Marlene va recopilando información, siguiendo pistas, incluso enfrentándose a algunos personajes realmente malvados. El misterio de su amiga Eli se agiganta y se diluye en los pasillos en los que se inmiscuye. Se vuelve un personaje casi mitológico, la Citizen Kane del Once. En todos esos momentos de investigación el tono de la actuación de Celia Santos y sus compañeras es justísimo, no exento de maldad, picardía y respetabilidad. El habla de Marlene es simple pero directa, basada no solo en lo que dice sino en la furia apagada de su mirada y su silencio orgulloso y paciente: contrasta con su jefa, que insiste en un tono condescendiente, levemente sobrador en su manera de estirar las frases.
Entre la ciencia ficción discreta, casi desganada, y el realismo documental abrillantado, la película construye su propio lenguaje. Todas las fuerzas tiene una dramaturgia que elude la ilustración y el lugar común: construye una tensión que pareciera provenir de una película de superhéroes o de un policial negro. Un mix imposible en un principio, no tan opaco como Seles pero igualmente moroso, pero que termina generando una especie de compromiso paradójico en el espectador.
La película termina de golpe, y acá sí no quiero contar más nada, pero es como si le hubieran arrancado una parte de su relato y no pudiera desplegarse con todos sus recursos. Pudo haber sido por cuestiones económicas o pudo haber sido una decisión radical que da cuenta del modo de vida de quienes retrata: precariedad de la vida, precariedad del relato. Herida en su forma, trágica en su narración, incompleta en la estructura. Resuelve rápido y bien aunque como con pocas películas es posible preguntarse cómo se extiende ese mundo: a qué personas le faltó visitar Marlene, qué detalles nos perdimos de la historia de Eli.

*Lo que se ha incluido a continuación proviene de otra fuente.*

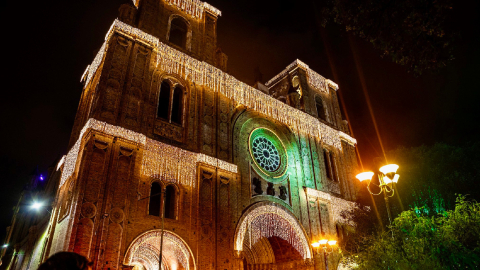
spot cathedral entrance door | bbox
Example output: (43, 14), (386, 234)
(124, 230), (196, 270)
(234, 202), (313, 270)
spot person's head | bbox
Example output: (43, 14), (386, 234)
(38, 252), (92, 270)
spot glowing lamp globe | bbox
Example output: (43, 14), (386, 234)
(355, 172), (373, 182)
(32, 202), (43, 210)
(383, 176), (393, 185)
(380, 164), (398, 175)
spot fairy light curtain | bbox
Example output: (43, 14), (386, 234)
(125, 230), (191, 270)
(235, 204), (312, 259)
(60, 118), (238, 187)
(80, 20), (356, 152)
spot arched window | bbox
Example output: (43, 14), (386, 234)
(165, 185), (177, 219)
(148, 182), (162, 217)
(172, 86), (183, 124)
(168, 17), (188, 49)
(157, 80), (184, 125)
(315, 95), (327, 121)
(157, 81), (170, 120)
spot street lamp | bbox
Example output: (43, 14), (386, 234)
(30, 202), (43, 210)
(356, 164), (400, 224)
(312, 238), (337, 269)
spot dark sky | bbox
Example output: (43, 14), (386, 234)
(0, 0), (480, 242)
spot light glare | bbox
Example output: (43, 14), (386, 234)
(32, 202), (43, 210)
(356, 172), (373, 182)
(328, 240), (337, 246)
(380, 164), (399, 174)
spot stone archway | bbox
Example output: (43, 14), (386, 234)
(234, 202), (312, 270)
(124, 230), (196, 270)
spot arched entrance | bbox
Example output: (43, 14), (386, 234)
(234, 202), (312, 270)
(124, 230), (196, 270)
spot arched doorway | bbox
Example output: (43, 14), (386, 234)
(124, 230), (196, 270)
(234, 202), (313, 270)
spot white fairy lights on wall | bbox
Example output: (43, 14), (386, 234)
(60, 118), (238, 187)
(306, 188), (356, 225)
(132, 0), (222, 19)
(80, 20), (356, 153)
(235, 204), (312, 259)
(125, 230), (193, 270)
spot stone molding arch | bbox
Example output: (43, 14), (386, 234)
(233, 201), (313, 259)
(166, 14), (192, 52)
(123, 229), (197, 270)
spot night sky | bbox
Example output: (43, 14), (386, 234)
(0, 0), (480, 241)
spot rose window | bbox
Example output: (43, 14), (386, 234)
(252, 136), (280, 172)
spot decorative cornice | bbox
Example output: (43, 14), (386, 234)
(80, 20), (356, 153)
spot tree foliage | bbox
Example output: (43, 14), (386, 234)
(322, 0), (456, 75)
(387, 142), (480, 215)
(348, 196), (480, 270)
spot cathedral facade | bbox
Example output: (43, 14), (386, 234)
(43, 0), (356, 270)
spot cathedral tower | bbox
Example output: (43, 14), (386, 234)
(38, 0), (356, 270)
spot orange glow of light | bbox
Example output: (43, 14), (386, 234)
(355, 172), (373, 182)
(328, 240), (337, 246)
(379, 164), (399, 174)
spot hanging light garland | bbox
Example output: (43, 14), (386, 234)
(235, 204), (312, 259)
(60, 118), (238, 187)
(80, 20), (356, 154)
(306, 188), (357, 226)
(125, 230), (191, 270)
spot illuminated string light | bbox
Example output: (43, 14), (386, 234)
(125, 230), (191, 270)
(80, 20), (356, 153)
(306, 188), (356, 226)
(235, 205), (312, 259)
(60, 118), (238, 187)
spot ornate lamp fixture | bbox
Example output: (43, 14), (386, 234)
(356, 164), (400, 224)
(312, 238), (338, 255)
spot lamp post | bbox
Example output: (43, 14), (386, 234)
(312, 238), (337, 270)
(356, 164), (400, 225)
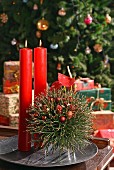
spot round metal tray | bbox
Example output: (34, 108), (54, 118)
(0, 136), (98, 168)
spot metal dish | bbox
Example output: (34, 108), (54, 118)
(0, 136), (98, 168)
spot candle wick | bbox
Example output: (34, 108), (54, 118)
(39, 40), (42, 47)
(25, 40), (27, 48)
(67, 66), (72, 78)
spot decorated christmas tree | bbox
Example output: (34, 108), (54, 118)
(0, 0), (114, 87)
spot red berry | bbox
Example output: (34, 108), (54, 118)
(84, 14), (92, 25)
(42, 116), (47, 120)
(60, 116), (66, 122)
(67, 111), (73, 119)
(56, 104), (63, 113)
(56, 97), (61, 103)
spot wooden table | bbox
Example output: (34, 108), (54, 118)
(0, 126), (114, 170)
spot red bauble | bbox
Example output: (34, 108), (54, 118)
(67, 111), (73, 119)
(60, 116), (66, 122)
(84, 14), (93, 25)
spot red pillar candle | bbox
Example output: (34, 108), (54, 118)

Meterse en la Competencia Argentina de este Bafici consistió no solo en ver películas sueltas, compitiendo por premios y notoriedad pública, sino también ver qué tiene para ofrecer el cine nacional filmado antes del parate obligado por las políticas del gobierno nacional, incluso antes, porque ya existía desde hace años un deterioro en las condiciones materiales en las que se hacía cine. La política no solo es un tema sino también una manera de concebir la imagen, el montaje, el sonido, los modos de actuación. Dentro de las marcas de nacimiento que tienen estas películas hay una que resalta y es la de la falta de recursos: dentro de la tenacidad de algunos directores y directoras del cine argentino, lo que se puede hacer con lo que hay no es poco.